Natural Health Journals

Terrorists Are Not the Only Ones Who Target the Innocent

by Marvin Ackerman, M.D.

No matter where you live – especially if it’s in a developing country – beware of unscrupulous traders in fake drugs. When it comes to making a fast fortune, anyone is fair game, even the sick or the dying. We can also go one step further. If you’re not dying already, these purveyors of malicious indifference would not hesitate in the least to provide you with the means of getting there. Children are no exception. Especially those afflicted with malaria in Africa where fake chloroquine may not just contain harmless ingredients but has actually been manufactured with aspirin in the formulation. Giving aspirin to young children with life threatening malaria is like lighting a cigarette near a tankful of gasoline. The result can be disastrous because the aspirin might help bring on dangerous acidosis, and is also considered to be completely “verboten” because of its tendency to cause Reye’s syndrome in children.

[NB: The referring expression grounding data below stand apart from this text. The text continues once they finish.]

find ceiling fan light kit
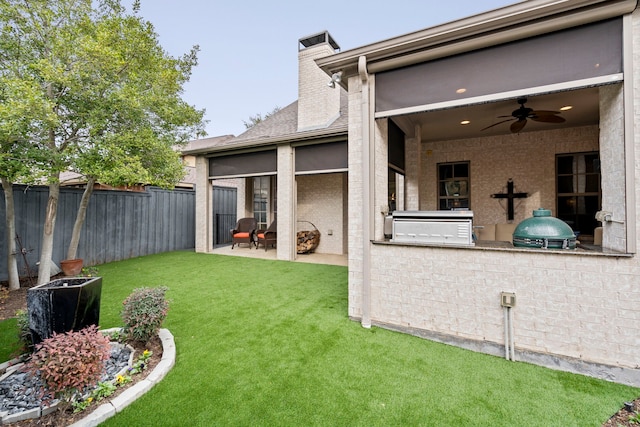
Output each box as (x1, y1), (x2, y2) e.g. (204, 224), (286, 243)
(482, 97), (566, 133)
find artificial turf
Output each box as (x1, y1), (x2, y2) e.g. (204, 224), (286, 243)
(1, 251), (637, 426)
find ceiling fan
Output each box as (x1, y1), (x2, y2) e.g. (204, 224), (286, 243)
(481, 97), (566, 133)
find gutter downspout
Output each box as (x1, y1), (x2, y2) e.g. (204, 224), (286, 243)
(359, 55), (372, 329)
(623, 12), (637, 254)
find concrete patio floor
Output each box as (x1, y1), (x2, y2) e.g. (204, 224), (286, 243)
(210, 244), (348, 267)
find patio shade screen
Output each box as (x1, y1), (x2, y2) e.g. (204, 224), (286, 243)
(295, 141), (347, 174)
(209, 150), (277, 178)
(375, 18), (622, 113)
(388, 120), (405, 173)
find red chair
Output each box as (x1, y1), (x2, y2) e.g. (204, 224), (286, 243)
(256, 220), (277, 251)
(231, 218), (257, 249)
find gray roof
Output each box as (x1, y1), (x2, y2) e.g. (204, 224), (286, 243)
(181, 135), (235, 153)
(184, 88), (348, 156)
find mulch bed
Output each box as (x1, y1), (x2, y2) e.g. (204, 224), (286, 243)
(1, 279), (163, 426)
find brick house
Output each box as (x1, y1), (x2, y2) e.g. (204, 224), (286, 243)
(187, 31), (349, 259)
(189, 0), (640, 386)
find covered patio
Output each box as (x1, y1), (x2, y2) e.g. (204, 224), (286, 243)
(210, 244), (348, 267)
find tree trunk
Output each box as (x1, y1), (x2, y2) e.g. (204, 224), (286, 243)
(66, 177), (95, 260)
(37, 178), (60, 285)
(1, 178), (20, 290)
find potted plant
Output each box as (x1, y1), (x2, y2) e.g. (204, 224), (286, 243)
(60, 258), (84, 276)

Writing in the April 6, 2002 issue of BMJ Newton, White, and Rozendaal provided some startling revelations about the subject in their editorial, aptly titled “Murder by fake drugs: Time for international action.” This is scary enough but some of their illustrations of what is actually going on around the world are literally “hair raising.” Malaria seems to be one of the major targets. When a survey was done of 133 vendors in Cambodia of mefloquine tablets for malaria back in 1999 the amazing figure of 60% of them were found to be providing fake medication. Many simply sold pills with nothing of value in them at all. Some at least gave pills, which had mefloquine in them, but the pills came from stocks that were supposed to have been destroyed. The rest put sulphadoxine-pyrimethamine in their tablets instead of mefloquine because it’s a good deal cheaper. However, it also doesn’t work. The result is that people are failing to be helped, many are dying, and physicians are deluded into thinking that drug resistance is developing. Similarly, in mainland South East Asia, a survey of five countries found that 38% of tablets that were supposed to be the new antimalarial artusenate were actually fakes. Counterfeiters love drugs like this one because it’s expensive, acts quickly, and is in great demand, so they go to a lot of trouble to prepare virtually exact copies of the package designs, even the holograms on them.

In the Philippines the World Health Organization reports, via a quote from Wondemagegnehu, that 8% of drugs that are bought are fakes, according to a survey of pharmacies. All in all, the WHO estimates that about 10% of all worldwide pharmaceuticals are actually fakes, and even worse, very little is being done about it. In the United States recently the spread of these malicious practices became apparent when it was reported that a drug dispenser was diluting anticancer medicines. Prior to that the appearance of fake drugs for cancer in the United States led to local action by the pharmaceutical industry in 2001. But most developing companies are unable to follow through due to lack of resources. Fortunately, a major effort may be in the works as the WHO and Reconnaissance International try to organize a united front against these practices. Also, various techniques for making drugs and their packaging harder to imitate, development of simple assays, policing and legal actions, education of the public, lowering the price of those drugs being copied, etc. are starting to make inroads into the trade, but we are a long way off from achieving success.

Until these horrible purveyors of misery and death can be stopped and brought to justice your best weapon for protecting your own families and yourselves is awareness. That’s why this editorial in BMJ is so important and why I chose to review it for you. Now it’s up to you to be wary. Never purchase your medications from anywhere but reliable sources, always be suspicious if a medication fails to do what it is supposed to do, be sure that the packaging is proper and intact when purchased, and report any of your suspicions or findings to your physician and the proper authorities.

Whom can you trust when you’re feeling low?
How can you tell a friend from a foe?
Who will stand by your side to the end?
Who will oppose and who will defend? 
You must never give in to a whim or a vibe,
You must test a beverage before you imbibe,
And be sure to question before you buy
For the truth is near, but so is the lie.